A U.N. expert estimates up to 200 million women are missing in the world today due to “gendercide,” the selective abortion, abandonment or fatal neglect of baby girls.
“The words, ‘it’s a girl,’ are the deadliest words on Earth when said at the birth of a child” in China and India, Littlejohn said then.
The Chinese Communist Party boasts its policy has “prevented” 400 million lives – a number greater than the entire population of the United States and Canada. The party’s use of forced abortion is well documented and is compounded by the widespread use of sex-selective abortions by parents seeking to have a male child. When couples are restricted to one child, women are often pressured by husbands and in-laws to only give birth to a boy.
In the remarks to Congress, Littlejohn noted that the policy has collapsed the natural balance between men and women, leaving cities of men with no hope of every marrying.
“Even if China were to completely abandon the one-child policy and all population control now, demographers worry that it might be too little, too late to avert the demographic disaster it has caused,” she said.
Besides a lack of women, the numbers of young people, in jobs and generating an income, are not keeping up with society’s needs, she said.
She also said the policy is “enormously profitable” for the Communist Party, producing an estimated $314 billion in fines since 1980.
Further, the army of an estimated 1 million family planning officials “can be turned in any direction to crush dissent of any sort.”
And people cannot organize to resist, because sometimes entire groups of people are punished for one woman’s pregnancy, and neighbors routinely are encouraged to turn in their friends and family, instilling distrust throughout society.

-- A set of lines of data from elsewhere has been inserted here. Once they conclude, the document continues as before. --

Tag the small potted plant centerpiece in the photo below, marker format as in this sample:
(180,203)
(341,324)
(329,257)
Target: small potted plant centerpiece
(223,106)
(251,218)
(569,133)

“In my opinion,” she said in her remarks, “the Chinese Communist Party will not relinquish coercive population control because 1) it enables them to exert social control through terror; 2) it is a lucrative profit center; 3) it provides an infrastructure of coercion that can be used to crush dissent of any sort; and 4) it ruptures relationships of trust, so that people cannot organize for change.”
She recommends the U.S. should urge China to abolish the policy, offer “incentives” for couples who have girls, pensions for seniors who do not have a son, and assure all children of health care and education.
Littlejohn’s organization has started a “Save a Girl” campaign that already has saved more than 100 baby girls in China.
It includes sometimes a monthly stipend to mothers who are at risk of aborting their baby girls. The campaign also helps the mothers hide from the government to avoid forced abortions.
It also provides assistance when the government punishes dissidents by depriving their children of an education.
WND reported earlier on WRWF’s warning that no one should be fooled by China’s insistence that its one-child policy has been “eased,” as the government claimed in 2014, because the infamous forced abortions continue.
Littlejohn told WND at the time: “The government is still telling how many children people can have and is enforcing that limit with coerced abortions. And it’s not clear to me that there are fewer abortions. Women and babies still are dying.”
Littlejohn pointed out China still requires a birth permit for the first and second child.
“Without a permit, there still are forced abortions, unless you’re rich enough to buy your way out,” she said.
Her organization has created an Internet petition calling for an end to forced abortions.